Our objective was to determine the pathologic response of computed tomography (CT)–guided percutaneous microwave ablation as bridging therapy for patients with hepatocellular carcinoma awaiting liver transplant. A single-center retrospective analysis was conducted of 78 patients (M:F = 67:13) with mean age of 58.9 years ± 14 months (SD) with 78 hepatocellular carcinoma within Milan criteria that were treated with percutaneous MWA as bridging therapy and subsequent orthotopic liver transplant between August 2014 and September 2018. The pathology reports of the explanted livers were reviewed to assess for residual disease.
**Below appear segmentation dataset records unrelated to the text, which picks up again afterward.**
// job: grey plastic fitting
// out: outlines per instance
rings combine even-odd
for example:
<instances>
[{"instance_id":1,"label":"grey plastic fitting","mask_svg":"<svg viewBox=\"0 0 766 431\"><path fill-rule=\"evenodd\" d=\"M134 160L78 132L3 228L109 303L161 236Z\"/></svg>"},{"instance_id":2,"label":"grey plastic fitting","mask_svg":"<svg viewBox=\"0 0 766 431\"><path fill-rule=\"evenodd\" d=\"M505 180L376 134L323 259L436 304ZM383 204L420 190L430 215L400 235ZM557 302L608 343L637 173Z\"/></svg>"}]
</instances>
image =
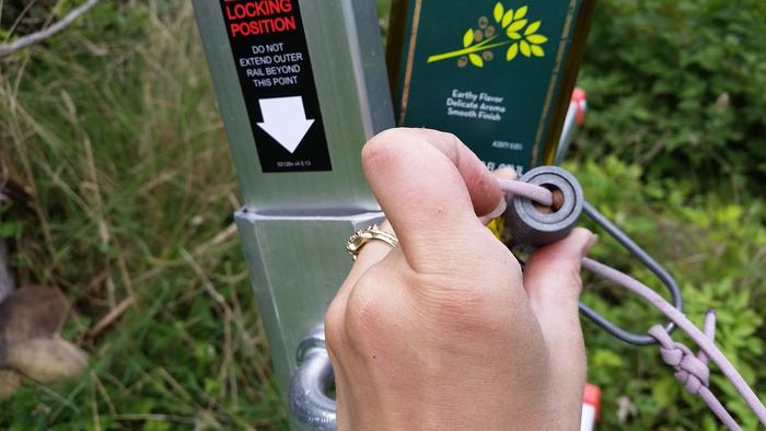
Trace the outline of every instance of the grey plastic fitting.
<instances>
[{"instance_id":1,"label":"grey plastic fitting","mask_svg":"<svg viewBox=\"0 0 766 431\"><path fill-rule=\"evenodd\" d=\"M558 166L535 167L520 180L553 191L554 208L545 209L527 198L510 197L506 211L508 245L535 248L566 237L582 213L584 197L580 183Z\"/></svg>"},{"instance_id":2,"label":"grey plastic fitting","mask_svg":"<svg viewBox=\"0 0 766 431\"><path fill-rule=\"evenodd\" d=\"M290 413L309 429L334 431L336 405L327 392L335 377L325 346L324 327L299 345L298 363L288 395Z\"/></svg>"}]
</instances>

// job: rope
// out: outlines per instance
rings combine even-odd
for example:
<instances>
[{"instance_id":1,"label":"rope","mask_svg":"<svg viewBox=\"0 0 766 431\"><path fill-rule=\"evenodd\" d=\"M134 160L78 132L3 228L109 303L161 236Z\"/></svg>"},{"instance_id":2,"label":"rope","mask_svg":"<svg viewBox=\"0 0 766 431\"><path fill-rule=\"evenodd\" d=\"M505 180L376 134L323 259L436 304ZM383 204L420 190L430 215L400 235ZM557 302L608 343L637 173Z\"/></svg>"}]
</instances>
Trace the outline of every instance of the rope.
<instances>
[{"instance_id":1,"label":"rope","mask_svg":"<svg viewBox=\"0 0 766 431\"><path fill-rule=\"evenodd\" d=\"M549 202L553 201L548 189L533 184L501 179L500 187L509 195L532 199L542 205L549 206ZM707 363L709 360L718 365L721 373L729 378L761 423L766 427L766 407L764 407L734 365L713 343L716 321L713 312L708 312L706 315L705 333L703 333L681 311L668 303L651 288L632 277L588 257L582 259L582 268L646 299L699 346L700 351L695 356L688 347L673 341L662 326L654 325L649 329L649 335L659 343L662 360L675 369L675 377L684 384L686 391L703 398L726 427L730 430L741 430L740 426L708 387L710 370Z\"/></svg>"}]
</instances>

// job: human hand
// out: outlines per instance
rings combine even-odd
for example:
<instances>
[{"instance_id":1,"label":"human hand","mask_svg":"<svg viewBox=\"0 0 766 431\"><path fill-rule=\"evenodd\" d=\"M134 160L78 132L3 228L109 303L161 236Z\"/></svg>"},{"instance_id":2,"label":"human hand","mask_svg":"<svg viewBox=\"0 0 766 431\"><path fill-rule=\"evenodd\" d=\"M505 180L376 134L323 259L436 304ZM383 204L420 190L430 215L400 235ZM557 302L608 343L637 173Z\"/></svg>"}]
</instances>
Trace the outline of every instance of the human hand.
<instances>
[{"instance_id":1,"label":"human hand","mask_svg":"<svg viewBox=\"0 0 766 431\"><path fill-rule=\"evenodd\" d=\"M338 429L576 429L595 236L573 230L522 273L479 220L503 208L497 180L454 136L392 129L362 160L399 245L364 245L327 312Z\"/></svg>"}]
</instances>

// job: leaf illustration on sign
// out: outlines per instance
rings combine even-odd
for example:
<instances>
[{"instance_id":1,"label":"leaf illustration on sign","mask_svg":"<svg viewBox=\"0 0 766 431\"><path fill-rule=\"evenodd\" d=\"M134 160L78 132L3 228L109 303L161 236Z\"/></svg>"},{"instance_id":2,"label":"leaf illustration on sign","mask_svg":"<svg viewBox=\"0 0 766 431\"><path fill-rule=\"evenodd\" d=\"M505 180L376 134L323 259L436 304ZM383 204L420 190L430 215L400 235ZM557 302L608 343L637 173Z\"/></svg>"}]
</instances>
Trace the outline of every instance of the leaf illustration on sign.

Residual disease was categorized as complete or incomplete necrosis. Patient demographics, tumor/procedural characteristics, and laboratory values were evaluated. Survival from time of ablation and time of transplant were recorded and compared between cohorts using log rank tests. Median time to liver transplant post-MWA was 10.9 months (7.4 - 14.1 months) (IQR). The mean tumor size was 2.45 cm ± .76 cm (SD), (range = 0.9-4.6 cm). The median survival from ablation was 56.7 (IQR = 72.2—42.9 months), and the median survival from transplant was 44.7 months (IQR = 59.0—32.6 months). Complete necrosis in 61% of cases. There was no significant difference in survival for patients with complete (P = 0.40) versus incomplete necrosis (P = 0.71). There was no significant difference in survival from orthotopic liver transplant between patients with macroscopically (P = 0.37) or microscopically (P = 0.68) evident disease. CT-guided percutaneous microwave ablation is effective in achieving complete necrosis for patients with hepatocellular carcinoma who are awaiting orthotopic liver transplant.